Baca juga: Hakim Wahyu Santoso Cek Lokasi Brigadir J Tewas Ditembak di Rumah Ferdy Sambo
Dari situ, Firman menyebut, ketiga pasal yang dijatuhkan itu sejatinya harus didasari dulu pada sejumlah tolok ukur atau instrumen.
Adapun yang dimaksud yakni, gerakan tubuh yang selaras dengan niat serta pemilihan tempat eksekusi.
"Dia ikut menentukan tujuannya, ya memilih tempat, sarana, memilih alatnya, termasuk mengendalikan. Sebab kalau kita hanya membaca 338, 340 seperti itu method of killing-nya tidak kelihatan. Maka harus bisa dideskripsikan secara logis," kata Firman.
Bermula dari situlah, Firman lantas menyinggung kasus pembunuhan dengan cara diracun yang menyebabkan Munir dan Wayan Mirna meninggal dunia.
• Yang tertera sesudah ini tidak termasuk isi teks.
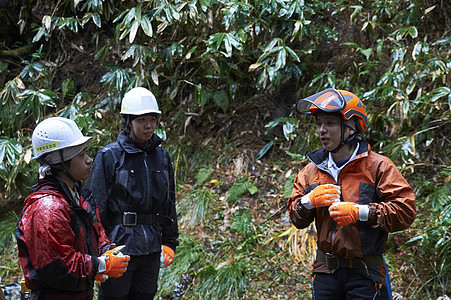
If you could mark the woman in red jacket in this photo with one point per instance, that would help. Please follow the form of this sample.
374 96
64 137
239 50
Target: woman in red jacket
62 245
354 195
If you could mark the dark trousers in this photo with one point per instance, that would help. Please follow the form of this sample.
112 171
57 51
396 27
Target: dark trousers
347 284
139 282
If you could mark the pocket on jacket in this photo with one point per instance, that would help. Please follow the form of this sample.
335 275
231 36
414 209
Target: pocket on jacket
160 185
122 179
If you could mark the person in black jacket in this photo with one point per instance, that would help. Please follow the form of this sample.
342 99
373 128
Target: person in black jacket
133 183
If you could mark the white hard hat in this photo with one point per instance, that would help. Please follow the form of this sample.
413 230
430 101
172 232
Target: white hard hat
55 134
139 101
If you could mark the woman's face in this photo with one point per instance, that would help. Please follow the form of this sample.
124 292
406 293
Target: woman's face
142 128
80 166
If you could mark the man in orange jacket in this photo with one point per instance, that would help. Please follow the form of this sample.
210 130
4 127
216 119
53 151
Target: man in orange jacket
354 195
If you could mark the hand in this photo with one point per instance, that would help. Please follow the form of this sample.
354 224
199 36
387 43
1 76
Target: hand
100 278
322 195
167 255
345 213
116 263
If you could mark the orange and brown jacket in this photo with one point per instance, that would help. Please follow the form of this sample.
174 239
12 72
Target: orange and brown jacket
370 179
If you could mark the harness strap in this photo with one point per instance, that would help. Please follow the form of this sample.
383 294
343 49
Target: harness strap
333 261
129 218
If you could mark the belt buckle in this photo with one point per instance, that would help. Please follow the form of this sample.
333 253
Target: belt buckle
332 261
129 218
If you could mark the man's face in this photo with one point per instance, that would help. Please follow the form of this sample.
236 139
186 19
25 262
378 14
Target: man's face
80 166
142 128
329 131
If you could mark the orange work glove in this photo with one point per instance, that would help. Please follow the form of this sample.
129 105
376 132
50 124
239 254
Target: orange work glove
167 255
100 278
116 263
345 213
322 195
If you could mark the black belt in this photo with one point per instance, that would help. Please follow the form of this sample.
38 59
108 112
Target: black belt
333 261
130 218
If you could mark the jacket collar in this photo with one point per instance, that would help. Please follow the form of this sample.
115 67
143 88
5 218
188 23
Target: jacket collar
130 146
320 156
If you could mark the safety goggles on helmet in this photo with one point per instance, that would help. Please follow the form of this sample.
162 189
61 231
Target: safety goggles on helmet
339 101
329 101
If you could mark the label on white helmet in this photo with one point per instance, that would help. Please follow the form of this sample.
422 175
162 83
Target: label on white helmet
46 147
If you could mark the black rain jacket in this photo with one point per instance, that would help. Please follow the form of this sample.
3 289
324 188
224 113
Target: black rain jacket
126 178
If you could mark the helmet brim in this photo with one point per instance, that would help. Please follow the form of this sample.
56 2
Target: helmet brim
78 142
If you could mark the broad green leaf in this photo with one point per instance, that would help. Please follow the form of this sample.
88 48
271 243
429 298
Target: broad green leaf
154 76
264 150
146 26
133 31
222 100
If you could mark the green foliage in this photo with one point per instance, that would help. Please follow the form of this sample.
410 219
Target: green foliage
241 222
8 246
203 60
240 187
195 207
203 175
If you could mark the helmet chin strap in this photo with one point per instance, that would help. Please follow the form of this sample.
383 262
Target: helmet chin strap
342 141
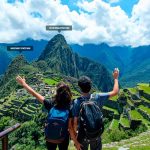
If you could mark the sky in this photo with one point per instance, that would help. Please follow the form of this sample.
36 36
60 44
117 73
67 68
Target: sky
115 22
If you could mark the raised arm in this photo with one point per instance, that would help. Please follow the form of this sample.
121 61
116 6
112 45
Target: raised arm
116 85
73 134
22 82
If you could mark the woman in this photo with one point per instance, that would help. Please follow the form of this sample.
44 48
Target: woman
61 100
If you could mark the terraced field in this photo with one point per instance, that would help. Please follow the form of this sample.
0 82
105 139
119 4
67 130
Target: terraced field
140 142
127 110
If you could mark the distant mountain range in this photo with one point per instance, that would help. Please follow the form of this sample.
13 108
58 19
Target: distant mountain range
134 63
57 57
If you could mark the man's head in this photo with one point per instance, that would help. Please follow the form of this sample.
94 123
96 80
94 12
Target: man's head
85 84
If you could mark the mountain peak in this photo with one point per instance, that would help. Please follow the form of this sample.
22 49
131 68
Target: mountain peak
56 45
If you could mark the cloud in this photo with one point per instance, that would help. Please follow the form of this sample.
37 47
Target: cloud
95 22
113 1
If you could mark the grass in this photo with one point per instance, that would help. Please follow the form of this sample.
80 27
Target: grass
114 124
114 98
146 109
143 98
130 103
135 115
145 87
132 90
111 109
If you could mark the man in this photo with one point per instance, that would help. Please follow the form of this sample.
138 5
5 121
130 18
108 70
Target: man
85 85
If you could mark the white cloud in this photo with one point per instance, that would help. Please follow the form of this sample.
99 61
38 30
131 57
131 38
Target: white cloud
113 1
97 22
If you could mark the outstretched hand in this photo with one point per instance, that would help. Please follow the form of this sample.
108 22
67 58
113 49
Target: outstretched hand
20 80
78 146
116 73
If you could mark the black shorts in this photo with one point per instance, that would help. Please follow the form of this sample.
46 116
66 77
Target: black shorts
62 146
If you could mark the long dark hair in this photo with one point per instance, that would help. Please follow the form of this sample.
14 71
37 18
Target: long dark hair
63 95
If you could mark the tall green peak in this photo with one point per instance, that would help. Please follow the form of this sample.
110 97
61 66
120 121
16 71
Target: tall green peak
60 58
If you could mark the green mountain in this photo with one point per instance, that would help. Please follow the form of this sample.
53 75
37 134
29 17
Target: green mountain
60 58
8 83
5 59
134 63
138 69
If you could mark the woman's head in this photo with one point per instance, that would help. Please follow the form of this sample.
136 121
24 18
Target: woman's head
63 95
85 84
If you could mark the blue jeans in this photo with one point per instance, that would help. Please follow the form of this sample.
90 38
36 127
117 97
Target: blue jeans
94 145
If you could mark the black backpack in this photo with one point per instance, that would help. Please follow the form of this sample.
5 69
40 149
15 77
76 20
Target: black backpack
90 119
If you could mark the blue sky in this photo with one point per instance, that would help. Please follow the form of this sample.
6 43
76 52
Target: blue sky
126 5
115 22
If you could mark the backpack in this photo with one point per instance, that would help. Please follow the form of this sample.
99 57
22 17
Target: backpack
56 128
90 119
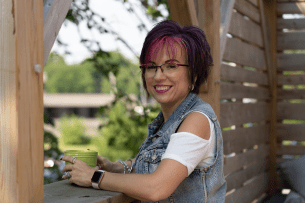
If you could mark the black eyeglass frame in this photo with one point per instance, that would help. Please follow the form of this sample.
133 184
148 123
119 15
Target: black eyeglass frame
143 66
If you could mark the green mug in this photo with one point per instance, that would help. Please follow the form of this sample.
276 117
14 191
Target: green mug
87 156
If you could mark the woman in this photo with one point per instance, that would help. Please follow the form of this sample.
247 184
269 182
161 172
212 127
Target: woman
182 158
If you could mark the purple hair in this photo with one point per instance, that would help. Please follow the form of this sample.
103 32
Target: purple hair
190 38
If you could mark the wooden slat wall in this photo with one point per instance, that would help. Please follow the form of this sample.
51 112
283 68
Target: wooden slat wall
21 101
8 114
246 148
291 81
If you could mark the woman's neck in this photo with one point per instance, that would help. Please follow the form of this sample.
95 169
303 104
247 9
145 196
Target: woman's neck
169 108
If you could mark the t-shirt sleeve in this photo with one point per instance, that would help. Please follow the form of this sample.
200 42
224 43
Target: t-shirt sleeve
186 148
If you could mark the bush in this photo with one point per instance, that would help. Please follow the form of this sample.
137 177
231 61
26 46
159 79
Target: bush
125 131
73 130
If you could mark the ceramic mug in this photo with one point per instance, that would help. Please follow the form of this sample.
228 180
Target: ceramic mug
87 156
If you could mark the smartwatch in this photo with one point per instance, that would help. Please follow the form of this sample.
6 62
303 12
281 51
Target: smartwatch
96 178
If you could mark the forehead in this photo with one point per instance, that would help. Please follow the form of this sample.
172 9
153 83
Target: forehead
168 52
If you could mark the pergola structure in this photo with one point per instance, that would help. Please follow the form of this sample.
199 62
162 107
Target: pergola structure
246 89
Baca juga: Ada Mini Bar di Rumah Dinas Ferdy Sambo, Banyak Minuman Beralkohol Saat Hakim Lakukan Peninjauan
Kata dia, kasus Munir dan Mirna Salihin dapat dijadikan referensi dalam penerapan pasal terkait pembunuhan berencana tersebut.
"Termasuk kasus arsenik pada jeruk yang diberikan kepada almarhum Munir, itu kan arsenik, harus ada ya kan sebagai instrumen. Kira-kira itu contohnya, beberapa contoh kasus sianida misalnya itu sebenarnya kalau saya boleh saya katakan itu bisa menjadi putusan-putusan yang menjadi rujukan, sekalipun mungkin Yang Mulia punya pandangan yang lain terkait asas itu," kata Firman.
Untuk informasi, Brigadir Yoshua Hutabarat alias Brigadir J menjadi korban pembunuhan berencana yang diotaki Ferdy Sambo pada 8 Juli 2022 lalu.
Baca juga: Pengacara Ricky Rizal Sebut Tinjauan ke TKP Pembunuhan Brigadir J untuk Perkuat Keyakinan Hakim
Brigadir J tewas setelah dieksekusi di rumah dinas Ferdy Sambo, Duren Tiga, Jakarta Selatan.
Pembunuhan itu terjadi diyakini setelah Putri Candrawathi bercerita kepada Ferdy Sambo karena terjadi pelecehan seksual di Magelang.
Ferdy Sambo saat itu merasa marah dan menyusun strategi untuk menghabisi nyawa dari Brigadir J.
Dalam perkara ini Ferdy Sambo, Putri Candrawathi, Bripka Ricky Rizal alias Bripka RR, Kuwat Maruf dan Bharada Richard Eliezer alias Bharada E didakwa melakukan pembunuhan berencana.
Kelima terdakwa didakwa melanggar pasal 340 subsidair Pasal 338 KUHP juncto Pasal 55 ayat 1 ke (1) KUHP dengan ancaman maksimal hukuman mati.
Tak hanya dalam kasus pembunuhan berencana Brigadir J, khusus untuk Ferdy Sambo juga turut dijerat dalam kasus perintangan penyidikan atau obstruction of justice bersama Hendra Kurniawan, Agus Nurpatria, Chuck Putranto, Irfan Widianto, Arif Rahman Arifin, dan Baiquni Wibowo.
Para terdakwa disebut merusak atau menghilangkan barang bukti termasuk rekaman CCTV Komplek Polri, Duren Tiga.
Dalam dugaan kasus obstruction of justice tersebut mereka didakwa melanggar Pasal 49 juncto Pasal 33 subsidair Pasal 48 ayat (1) juncto Pasal 32 ayat (1) UU ITE Nomor 19 Tahun 2016 dan/atau dakwaan kedua pasal 233 KUHP subsidair Pasal 221 ayat (1) ke 2 KUHP juncto pasal 55 ayat 1 ke (1) KUHP.